Sundar Pichai often uses the washing machine as an example of a technology that changed his family's life growing up. It gave households around the world back a whole day a week — time spent in education, in paid work, with the people they love.
Abundance isn't measured in bits.
We need many more innovations like the washing machine. Global GDP per capita sits at roughly a sixth of America's — humanity needs to make a lot more stuff to close that gap, let alone push living standards higher in the west. And the working-age population is shrinking - so we need to produce a lot more, with a lot less.
It's our belief that AI is our best shot at solving this problem, by speeding up the invention and manufacture of physical products. We've held this view since founding the company in late 2022, when it was an unusual one. Our frontier AI team works on the core problems that have to fall for hardware design to genuinely accelerate. For example:
AI-accelerated simulators spanning quantum physics through fluid dynamics, so you can iterate in silico before committing to the real world. Our first models — for advanced materials — are world leading.

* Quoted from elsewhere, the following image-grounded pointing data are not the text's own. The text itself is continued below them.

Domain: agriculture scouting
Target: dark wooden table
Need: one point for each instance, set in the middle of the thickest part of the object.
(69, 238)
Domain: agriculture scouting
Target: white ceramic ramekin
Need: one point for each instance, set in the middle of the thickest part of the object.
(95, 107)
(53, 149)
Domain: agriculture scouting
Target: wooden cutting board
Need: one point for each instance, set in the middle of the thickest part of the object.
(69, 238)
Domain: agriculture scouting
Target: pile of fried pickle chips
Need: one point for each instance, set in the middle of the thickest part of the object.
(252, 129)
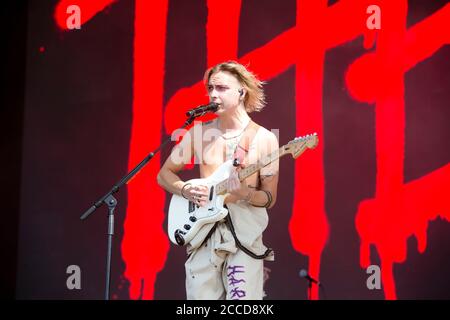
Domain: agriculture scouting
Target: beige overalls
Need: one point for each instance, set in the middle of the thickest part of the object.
(217, 269)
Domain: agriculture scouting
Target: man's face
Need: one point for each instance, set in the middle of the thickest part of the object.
(223, 88)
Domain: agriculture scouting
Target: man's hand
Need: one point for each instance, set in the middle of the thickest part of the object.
(197, 194)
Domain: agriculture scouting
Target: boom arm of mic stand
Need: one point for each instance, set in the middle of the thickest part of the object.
(132, 173)
(111, 202)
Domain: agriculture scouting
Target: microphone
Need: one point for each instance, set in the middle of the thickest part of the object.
(200, 110)
(305, 275)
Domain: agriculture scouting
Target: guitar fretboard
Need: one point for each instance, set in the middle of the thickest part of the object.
(221, 187)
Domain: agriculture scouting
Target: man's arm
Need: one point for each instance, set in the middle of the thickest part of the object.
(180, 156)
(268, 175)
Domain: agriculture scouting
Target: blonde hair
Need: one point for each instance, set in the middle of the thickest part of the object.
(255, 99)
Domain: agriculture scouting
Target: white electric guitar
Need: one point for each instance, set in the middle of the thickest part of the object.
(186, 218)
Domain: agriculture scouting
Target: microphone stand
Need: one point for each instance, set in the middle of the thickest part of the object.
(111, 202)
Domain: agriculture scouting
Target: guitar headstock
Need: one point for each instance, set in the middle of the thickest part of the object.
(298, 145)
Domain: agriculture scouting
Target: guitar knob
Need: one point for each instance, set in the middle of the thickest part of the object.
(179, 237)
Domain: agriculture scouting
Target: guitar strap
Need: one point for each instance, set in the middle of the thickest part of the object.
(244, 144)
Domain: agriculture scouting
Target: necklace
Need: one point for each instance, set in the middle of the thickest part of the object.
(233, 137)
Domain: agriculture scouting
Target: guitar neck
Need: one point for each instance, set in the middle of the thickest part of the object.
(251, 169)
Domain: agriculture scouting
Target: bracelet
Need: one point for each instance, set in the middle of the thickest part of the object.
(249, 196)
(182, 189)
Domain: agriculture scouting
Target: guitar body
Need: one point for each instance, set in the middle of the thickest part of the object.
(185, 218)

Building a pilot plant or synthesising a new superconductor doesn't give you many shots on goal — each experiment costs months and millions. Our autoresearch agents are sample efficient: they find the right answer in as few experiments as possible.
We have a more unusual belief though - that AI enables new types of hardware business. The major breakthroughs in modern AI have come from small, talent-dense teams. Traditional hardware R&D looks nothing like that — huge, siloed departments split across engineering disciplines. We think R&D at AI-native industrial companies will look more like the frontier AI labs: small, interdisciplinary teams using specialised agents, robotic labs and physical engineering sites to ship better products — faster, and at a fraction of the R&D cost. These companies will sell physical products, but operate like software companies.

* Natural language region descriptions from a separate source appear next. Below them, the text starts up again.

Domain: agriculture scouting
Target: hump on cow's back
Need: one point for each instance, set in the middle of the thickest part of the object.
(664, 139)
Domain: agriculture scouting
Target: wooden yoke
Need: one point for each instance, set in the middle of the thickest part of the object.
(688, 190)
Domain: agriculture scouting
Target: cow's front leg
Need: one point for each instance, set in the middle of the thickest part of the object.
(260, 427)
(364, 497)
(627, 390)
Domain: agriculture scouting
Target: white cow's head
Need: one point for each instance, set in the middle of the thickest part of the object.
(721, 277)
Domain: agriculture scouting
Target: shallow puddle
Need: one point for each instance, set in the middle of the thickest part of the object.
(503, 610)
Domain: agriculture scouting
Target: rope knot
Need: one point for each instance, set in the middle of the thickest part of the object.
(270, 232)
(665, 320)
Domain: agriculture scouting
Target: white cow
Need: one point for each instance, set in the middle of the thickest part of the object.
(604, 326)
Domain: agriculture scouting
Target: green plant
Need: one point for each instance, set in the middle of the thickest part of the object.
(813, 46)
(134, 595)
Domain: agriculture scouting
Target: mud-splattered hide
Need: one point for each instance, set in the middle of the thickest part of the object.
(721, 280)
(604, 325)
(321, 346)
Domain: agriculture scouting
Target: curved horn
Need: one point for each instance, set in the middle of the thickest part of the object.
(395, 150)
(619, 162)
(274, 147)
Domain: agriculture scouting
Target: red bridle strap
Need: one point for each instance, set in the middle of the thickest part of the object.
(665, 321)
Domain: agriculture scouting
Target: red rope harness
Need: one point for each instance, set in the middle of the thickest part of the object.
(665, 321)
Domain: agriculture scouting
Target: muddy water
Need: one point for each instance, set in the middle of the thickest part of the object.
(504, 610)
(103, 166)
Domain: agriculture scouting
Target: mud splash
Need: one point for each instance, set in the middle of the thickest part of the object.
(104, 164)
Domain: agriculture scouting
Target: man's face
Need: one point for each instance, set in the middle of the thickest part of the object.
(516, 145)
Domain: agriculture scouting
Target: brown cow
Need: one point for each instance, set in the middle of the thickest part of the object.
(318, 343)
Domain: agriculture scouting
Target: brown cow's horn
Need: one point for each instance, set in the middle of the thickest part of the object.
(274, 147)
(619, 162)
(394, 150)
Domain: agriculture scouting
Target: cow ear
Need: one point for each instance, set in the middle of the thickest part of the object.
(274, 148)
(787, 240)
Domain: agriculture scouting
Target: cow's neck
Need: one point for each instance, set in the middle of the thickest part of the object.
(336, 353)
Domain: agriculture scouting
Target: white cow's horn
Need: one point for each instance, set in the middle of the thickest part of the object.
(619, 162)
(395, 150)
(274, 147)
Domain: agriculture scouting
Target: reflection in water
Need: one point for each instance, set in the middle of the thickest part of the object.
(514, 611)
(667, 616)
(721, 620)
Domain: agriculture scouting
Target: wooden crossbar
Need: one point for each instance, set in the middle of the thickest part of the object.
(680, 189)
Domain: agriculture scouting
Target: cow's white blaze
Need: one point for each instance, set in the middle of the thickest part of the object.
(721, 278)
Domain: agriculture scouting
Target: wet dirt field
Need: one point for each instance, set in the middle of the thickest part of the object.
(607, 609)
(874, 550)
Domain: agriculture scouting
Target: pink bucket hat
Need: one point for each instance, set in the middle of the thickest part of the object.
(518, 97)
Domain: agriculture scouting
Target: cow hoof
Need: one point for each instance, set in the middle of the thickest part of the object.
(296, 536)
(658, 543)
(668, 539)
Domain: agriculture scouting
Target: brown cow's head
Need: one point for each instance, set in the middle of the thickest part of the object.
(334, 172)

We built Orbital to be the first of these — we call them "AI Industrials". Our frontier AI team pushes the state of the art in physical AI; our materials, hardware and manufacturing teams use those models to design and ship products. We aim to be materially different.
We started in AI data centers, where we've discovered entirely new molecular classes for high-density GPU cooling (you can see our data center products here). The ambition stretches well beyond data centers — to energy, semiconductors, and the materials and machines the rest of the economy is built from. Wherever a better physical product is possible, we want to build it.
And there's a stranger implication. AI Industrials may also be our best shot at superintelligence. Today's AI learns in two phases: first it mimics human language, then it's trained on tasks a computer can easily verify — maths, code, that sort of thing. But the universe itself isn't verifiable on a computer; the interesting bits are the experimental results that surprise and confound us. The physical reward signals that superintelligence needs will be generated at AI Industrials.